Esse fenômeno resultou na queda das taxas gerais de vacinação, inclusive contra a gripe. Em 2020, paradoxalmente, tivemos a maior taxa de brasileiros vacinados contra a Influenza, já que o público acreditava que isso poderia protegê-lo da covid-19, o que não é verdade.

Neste ano, vivemos uma situação insólita, da menor taxa de adesão à vacinação contra a gripe. Estão sobrando vacinas e isso se agrava ao fato de que a imunização contra a covid-19 também foi muito baixa. Apenas 55% da população brasileira têm todas as doses completas.

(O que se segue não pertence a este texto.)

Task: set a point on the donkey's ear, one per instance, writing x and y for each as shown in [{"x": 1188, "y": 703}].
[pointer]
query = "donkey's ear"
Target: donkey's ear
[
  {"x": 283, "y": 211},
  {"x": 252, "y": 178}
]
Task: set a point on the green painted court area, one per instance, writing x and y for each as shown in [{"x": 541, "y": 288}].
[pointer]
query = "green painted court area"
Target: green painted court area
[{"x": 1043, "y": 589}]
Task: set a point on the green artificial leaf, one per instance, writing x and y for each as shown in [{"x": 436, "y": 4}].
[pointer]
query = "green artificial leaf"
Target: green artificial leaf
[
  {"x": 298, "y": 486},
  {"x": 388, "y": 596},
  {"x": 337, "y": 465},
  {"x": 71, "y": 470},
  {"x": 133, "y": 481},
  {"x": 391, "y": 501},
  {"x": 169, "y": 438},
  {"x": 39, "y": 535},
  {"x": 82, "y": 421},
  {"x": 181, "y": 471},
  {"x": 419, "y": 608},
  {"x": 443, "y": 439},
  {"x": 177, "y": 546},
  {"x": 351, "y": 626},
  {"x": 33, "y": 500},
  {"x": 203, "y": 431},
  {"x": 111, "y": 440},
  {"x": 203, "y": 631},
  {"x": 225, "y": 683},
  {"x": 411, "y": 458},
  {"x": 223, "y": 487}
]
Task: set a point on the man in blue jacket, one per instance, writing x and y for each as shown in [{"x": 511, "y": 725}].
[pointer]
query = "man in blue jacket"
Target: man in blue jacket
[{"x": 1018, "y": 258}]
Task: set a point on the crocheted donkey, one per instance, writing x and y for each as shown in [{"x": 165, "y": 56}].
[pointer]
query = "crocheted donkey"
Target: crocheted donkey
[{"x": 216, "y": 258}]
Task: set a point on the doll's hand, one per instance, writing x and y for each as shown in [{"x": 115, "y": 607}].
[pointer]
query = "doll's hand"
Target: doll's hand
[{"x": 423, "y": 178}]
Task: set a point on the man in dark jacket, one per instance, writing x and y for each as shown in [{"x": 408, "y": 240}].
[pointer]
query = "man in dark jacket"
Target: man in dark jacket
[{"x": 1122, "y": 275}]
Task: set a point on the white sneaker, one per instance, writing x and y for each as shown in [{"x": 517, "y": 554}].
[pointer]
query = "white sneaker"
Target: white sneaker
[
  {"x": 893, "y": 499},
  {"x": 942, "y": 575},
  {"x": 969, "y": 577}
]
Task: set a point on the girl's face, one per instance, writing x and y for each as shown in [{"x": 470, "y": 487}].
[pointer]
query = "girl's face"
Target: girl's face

Esse é um número muito pequeno e chama a atenção sobretudo para as vacinas pediátricas, revelando que as famílias foram muito contaminadas por esse discurso, por essa retórica extremamente nociva.

 

Cinco em cada dez brasileiros relataram se deparar frequentemente com notícias que parecem falsas. Na sua opinião, o campo da saúde tem apresentado um crescente aumento na disseminação de fake news?

 

Com certeza. A saúde, muito mais do que a economia, é algo que “pega” as pessoas individualmente. Não há dúvida de que ela tem uma força de persuasão muito grande, porque todos estão interessados na saúde e no bem-estar de sua família, seus filhos, seus pais.

A saúde é algo que toca pessoalmente em cada indivíduo. Não há dúvida de que as fake news se tornaram uma fonte de produção, especialmente na pandemia.

Foi nesse momento que começaram a prosperar sites com conteúdo falso, inclusive, lamentavelmente, com a participação de médicos.

 

Na pesquisa do CGEE, também foi avaliado um conhecimento mais técnico. Por exemplo, saber se antibióticos servem para matar vírus – informação equivocada com a qual mais da metade dos respondentes concordava. Na prática médica, o quanto esse tipo de desconhecimento pode afetar na adesão terapêutica e na confiança nos profissionais da saúde?

 

A disseminação de desinformação, inclusive entre médicos, levou ao uso excessivo de antibióticos durante a pandemia, levando a taxas de resistência antimicrobiana gigantescas. Esse uso muitas vezes não era apenas desnecessário, mas também inadequado, já que a doença em questão era viral, com um componente inflamatório predominante.

Na verdade, o paciente desenvolve uma infecção bacteriana secundária e oportunista, somando-se a um processo viral com grande liberação de substâncias citotóxicas e citocinas inflamatórias.

 

A maioria dos brasileiros disse que nunca ou raramente buscou informações sobre ciência. No entanto, as redes sociais figuram como campeãs no acesso às informações. Você acredita que essa comunicação mediada por algoritmos é um desafio superável? Como a saúde pode ser um segmento protagonista no combate à desinformação?

 

Com certeza. A saúde pode ter um papel de destaque, mas para isso é fundamental a participação de médicos que inspirem confiança na população.

Não podemos deixar de estar presentes, informando a sociedade continuamente.

Na verdade, acredito que cientistas e pesquisadores nunca foram tão requisitados para resgatar essa confiança, que é tradicional em nossa cultura. É crucial manter o rigor, mesmo quando as notícias são negativas, sem causar alarde ou pânico, transmitindo a verdade de forma a não ignorar os temores naturais da sociedade.

 

O que é preciso fazer, a partir dos dados dessa pesquisa nacional, para se preparar antes da próxima pandemia, em termos de percepção pública da ciência?

 

A comunidade médica deve estar presente em todos os meios de comunicação, informando e dialogando com a população de forma clara e precisa, como tem sido feito com os cigarros eletrônicos.

A indústria do tabaco, por exemplo, divulga informações falsas, que ganham a confiança das pessoas, sendo importante que os médicos sejam atuantes e presentes no combate à desinformação. Devemos nos comunicar com rigor e verdade, independentemente de a informação ser boa ou ruim.